L'appuntamento (capitolo dieci, 1° episodio)


L’albergo Superga si trovava in un antico palazzo, con la facciata ricca di fronzoli, archi e colonne, di color crema. Era uno di quelli a quattro stelle, e faceva la sua bella figura, anche se l’arredamento risaliva a diversi anni addietro. Trovarlo fu relativamente facile. Il centro cittadino, dove si trovava l’albergo, si percorreva meglio a piedi che in macchina, inoltre l’aria si era un po’ raffrescata, rispetto ai giorni precedenti. Abele parcheggiò in un viale ai margini del centro storico e s’incamminò verso l’obiettivo.
Per sicurezza, chiese informazioni in un bar. Aveva sete, ma era anche un po’ nervoso, allora ordinò un analcolico rosso che trangugiò tutto d’un fiato. Quando arrivò al Superga, indugiò sui suoi passi, come bloccato da una paura invincibile, e sentì una irrefrenabile voglia di tornare indietro e non pensarci più. Però fu un pensiero che durò un attimo. Nel momento successivo stava già pensando a come presentarsi, a come riconoscere quella signora. Gli sarebbe piaciuto lanciare qualche occhiata dall’esterno dell’albergo verso la sala d’attesa, non visto, nella speranza di poter giocare d’anticipo, voleva poter vedere la “cliente” prima che lei vedesse lui, tirare le dovute conclusioni per poi decidere se andare avanti o dargli il bidone. Purtroppo le tende erano chiuse, quindi per saperne di più Abele sarebbe dovuto entrare, e chiedere di Monna Lisa al portiere, come diceva il suo secondo telegrafico messaggio. Abele raccolse tutto il suo coraggio e la faccia tosta che poteva trovare e s’infilò dentro la porta d’ingresso dell’albergo.

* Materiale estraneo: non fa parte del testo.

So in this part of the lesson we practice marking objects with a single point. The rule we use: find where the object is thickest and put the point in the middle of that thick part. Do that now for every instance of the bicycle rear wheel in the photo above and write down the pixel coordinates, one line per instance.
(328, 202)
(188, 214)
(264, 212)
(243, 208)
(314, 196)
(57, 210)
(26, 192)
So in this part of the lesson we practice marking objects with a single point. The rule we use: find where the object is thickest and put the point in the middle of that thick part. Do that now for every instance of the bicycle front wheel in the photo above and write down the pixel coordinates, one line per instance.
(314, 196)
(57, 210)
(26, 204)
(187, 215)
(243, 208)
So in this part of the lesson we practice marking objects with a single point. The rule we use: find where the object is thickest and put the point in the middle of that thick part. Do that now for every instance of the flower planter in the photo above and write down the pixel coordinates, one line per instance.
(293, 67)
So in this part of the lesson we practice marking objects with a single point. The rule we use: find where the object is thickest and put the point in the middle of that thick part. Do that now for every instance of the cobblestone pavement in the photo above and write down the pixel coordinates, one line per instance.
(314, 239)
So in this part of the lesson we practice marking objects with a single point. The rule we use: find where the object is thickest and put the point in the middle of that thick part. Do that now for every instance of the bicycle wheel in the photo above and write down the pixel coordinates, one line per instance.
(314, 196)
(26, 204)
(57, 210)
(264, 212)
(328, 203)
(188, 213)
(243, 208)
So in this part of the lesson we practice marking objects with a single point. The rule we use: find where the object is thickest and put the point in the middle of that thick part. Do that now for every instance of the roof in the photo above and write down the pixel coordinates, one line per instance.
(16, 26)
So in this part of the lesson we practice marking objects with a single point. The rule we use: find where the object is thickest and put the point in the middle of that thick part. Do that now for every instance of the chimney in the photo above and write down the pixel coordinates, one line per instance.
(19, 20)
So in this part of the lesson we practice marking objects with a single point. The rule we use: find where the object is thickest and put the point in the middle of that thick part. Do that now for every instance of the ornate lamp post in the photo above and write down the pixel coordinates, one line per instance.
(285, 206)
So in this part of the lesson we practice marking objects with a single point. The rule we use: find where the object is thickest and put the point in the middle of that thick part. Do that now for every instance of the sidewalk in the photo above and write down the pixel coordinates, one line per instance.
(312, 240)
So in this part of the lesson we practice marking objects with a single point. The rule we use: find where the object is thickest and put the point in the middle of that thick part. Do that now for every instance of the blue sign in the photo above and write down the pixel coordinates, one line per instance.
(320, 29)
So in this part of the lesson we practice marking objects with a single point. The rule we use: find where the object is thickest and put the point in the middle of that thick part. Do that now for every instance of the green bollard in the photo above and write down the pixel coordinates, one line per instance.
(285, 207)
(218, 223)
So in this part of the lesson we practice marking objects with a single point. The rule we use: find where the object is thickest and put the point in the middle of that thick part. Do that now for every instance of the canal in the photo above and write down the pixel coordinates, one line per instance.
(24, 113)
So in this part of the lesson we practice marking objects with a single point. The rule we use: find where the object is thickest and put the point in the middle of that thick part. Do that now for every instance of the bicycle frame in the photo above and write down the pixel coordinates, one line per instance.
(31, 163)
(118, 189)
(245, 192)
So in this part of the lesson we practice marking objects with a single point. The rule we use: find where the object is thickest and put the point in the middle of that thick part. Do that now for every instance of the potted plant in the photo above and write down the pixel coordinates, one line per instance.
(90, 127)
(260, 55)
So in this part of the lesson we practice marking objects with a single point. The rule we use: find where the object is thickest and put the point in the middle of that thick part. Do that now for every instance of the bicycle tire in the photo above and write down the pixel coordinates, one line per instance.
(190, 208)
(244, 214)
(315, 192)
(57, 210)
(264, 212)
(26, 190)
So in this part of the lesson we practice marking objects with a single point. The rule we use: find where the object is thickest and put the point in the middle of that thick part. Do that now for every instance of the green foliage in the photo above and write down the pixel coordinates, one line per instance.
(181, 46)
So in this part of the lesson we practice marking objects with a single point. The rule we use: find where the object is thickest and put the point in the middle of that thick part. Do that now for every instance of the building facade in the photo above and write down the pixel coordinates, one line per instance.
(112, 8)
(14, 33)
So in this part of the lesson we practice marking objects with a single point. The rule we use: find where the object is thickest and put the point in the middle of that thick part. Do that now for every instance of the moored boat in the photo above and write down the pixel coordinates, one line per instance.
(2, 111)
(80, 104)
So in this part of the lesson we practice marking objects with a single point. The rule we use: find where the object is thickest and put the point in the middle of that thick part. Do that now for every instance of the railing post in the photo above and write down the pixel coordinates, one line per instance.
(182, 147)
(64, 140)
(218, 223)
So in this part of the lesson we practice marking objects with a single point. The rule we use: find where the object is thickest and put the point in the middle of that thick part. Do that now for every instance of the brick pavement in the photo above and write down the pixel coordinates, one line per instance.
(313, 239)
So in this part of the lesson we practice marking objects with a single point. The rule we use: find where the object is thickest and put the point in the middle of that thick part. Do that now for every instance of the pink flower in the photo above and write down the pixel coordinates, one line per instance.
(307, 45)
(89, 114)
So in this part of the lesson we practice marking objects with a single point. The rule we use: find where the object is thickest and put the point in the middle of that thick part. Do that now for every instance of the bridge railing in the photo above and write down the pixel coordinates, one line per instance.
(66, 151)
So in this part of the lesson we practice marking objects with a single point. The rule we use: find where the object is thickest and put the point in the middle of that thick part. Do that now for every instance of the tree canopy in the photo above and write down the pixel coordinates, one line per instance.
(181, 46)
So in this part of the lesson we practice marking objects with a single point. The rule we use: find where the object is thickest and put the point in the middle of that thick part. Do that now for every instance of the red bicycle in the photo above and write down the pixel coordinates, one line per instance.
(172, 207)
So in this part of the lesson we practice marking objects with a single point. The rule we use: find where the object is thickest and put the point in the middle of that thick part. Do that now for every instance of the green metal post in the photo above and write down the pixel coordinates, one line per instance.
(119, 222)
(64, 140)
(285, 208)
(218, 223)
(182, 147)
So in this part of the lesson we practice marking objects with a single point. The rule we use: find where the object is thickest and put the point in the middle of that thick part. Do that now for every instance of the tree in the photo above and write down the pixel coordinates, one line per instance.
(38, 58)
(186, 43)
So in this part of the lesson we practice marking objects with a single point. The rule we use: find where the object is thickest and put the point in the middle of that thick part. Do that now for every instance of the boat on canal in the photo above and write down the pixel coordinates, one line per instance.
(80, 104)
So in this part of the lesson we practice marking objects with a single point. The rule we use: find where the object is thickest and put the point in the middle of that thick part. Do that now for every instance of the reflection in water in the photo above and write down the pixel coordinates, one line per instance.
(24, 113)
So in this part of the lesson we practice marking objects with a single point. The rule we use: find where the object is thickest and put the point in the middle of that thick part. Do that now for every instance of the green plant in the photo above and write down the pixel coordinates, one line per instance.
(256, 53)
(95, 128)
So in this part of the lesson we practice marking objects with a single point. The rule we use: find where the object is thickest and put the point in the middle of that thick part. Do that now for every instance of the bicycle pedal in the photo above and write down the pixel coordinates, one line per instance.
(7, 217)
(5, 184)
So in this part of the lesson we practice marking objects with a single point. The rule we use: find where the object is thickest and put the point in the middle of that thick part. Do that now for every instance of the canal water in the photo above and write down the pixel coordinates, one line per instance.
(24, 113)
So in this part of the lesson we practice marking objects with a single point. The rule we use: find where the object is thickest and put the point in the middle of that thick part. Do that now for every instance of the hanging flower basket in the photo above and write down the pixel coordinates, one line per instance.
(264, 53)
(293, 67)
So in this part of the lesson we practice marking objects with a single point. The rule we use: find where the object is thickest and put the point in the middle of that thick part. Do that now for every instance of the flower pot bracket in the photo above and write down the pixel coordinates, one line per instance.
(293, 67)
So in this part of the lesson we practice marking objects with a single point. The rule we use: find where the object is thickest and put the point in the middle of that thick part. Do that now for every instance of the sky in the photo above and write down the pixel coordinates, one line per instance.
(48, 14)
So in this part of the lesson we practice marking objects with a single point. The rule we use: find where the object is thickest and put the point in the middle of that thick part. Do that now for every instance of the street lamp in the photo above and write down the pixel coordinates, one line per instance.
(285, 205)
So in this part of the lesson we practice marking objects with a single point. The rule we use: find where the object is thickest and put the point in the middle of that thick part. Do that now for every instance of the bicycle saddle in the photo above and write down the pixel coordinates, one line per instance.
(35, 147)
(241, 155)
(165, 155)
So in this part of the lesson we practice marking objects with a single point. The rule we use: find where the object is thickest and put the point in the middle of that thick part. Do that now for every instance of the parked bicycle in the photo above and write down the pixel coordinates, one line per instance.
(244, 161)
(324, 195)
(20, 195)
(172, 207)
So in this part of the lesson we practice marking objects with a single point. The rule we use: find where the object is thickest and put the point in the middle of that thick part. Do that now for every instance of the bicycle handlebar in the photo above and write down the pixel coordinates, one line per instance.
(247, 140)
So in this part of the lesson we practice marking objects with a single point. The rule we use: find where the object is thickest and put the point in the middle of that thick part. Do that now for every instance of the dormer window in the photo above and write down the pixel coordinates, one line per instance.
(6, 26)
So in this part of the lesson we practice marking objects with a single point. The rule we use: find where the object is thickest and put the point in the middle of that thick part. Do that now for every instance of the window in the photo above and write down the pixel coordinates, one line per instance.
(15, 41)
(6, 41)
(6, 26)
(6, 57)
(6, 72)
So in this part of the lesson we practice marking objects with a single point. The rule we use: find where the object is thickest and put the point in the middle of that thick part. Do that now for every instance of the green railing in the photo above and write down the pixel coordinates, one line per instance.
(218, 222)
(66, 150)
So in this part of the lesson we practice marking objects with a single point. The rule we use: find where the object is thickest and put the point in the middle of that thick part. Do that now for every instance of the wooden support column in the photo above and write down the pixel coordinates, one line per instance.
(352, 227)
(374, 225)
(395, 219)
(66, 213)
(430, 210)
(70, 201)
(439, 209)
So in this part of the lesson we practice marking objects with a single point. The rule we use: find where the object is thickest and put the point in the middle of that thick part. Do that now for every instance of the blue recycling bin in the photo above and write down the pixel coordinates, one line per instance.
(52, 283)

Il salone era abbastanza ampio, caldo e confortevole come tutti i saloni degli alberghi di un certo livello. Moquette in tinta con la tappezzeria, che facevano da contraltare cromatico con le tende ed il colore del soffitto. Sulla destra c’erano delle poltrone ed un tavolino, che avevano la funzione di salottino di passaggio. Non c’era nessuno, lì, in quel momento. Di fronte salivano quattro scalini che andavano verso un salone, che doveva essere più ampio del locale d’ingresso. Probabilmente lì c’era il bar ed una televisione, perché si sentiva in lontananza la voce del telegiornale. Sulla sinistra c’era il bancone della reception, di legno intarsiato, con il piano di panno verde, coperto da una lastra di vetro. Al di là del bancone c’era il portiere, che stava leggendo.
Mentre Abele faceva il suo ingresso nella hall scese dal salone una comitiva di giapponesi, che usciva per la cena. Con le facce tutte sorridenti consegnarono le chiavi delle camere, e con una serie di inchini uscirono, lasciando il portiere con un lieve mal di schiena. Quando l’ultimo giapponese lasciò l’albergo Abele si guardò attorno, verso il salone della televisione, ma ancora una volta non vide la signora che si faceva chiamare Monna Lisa.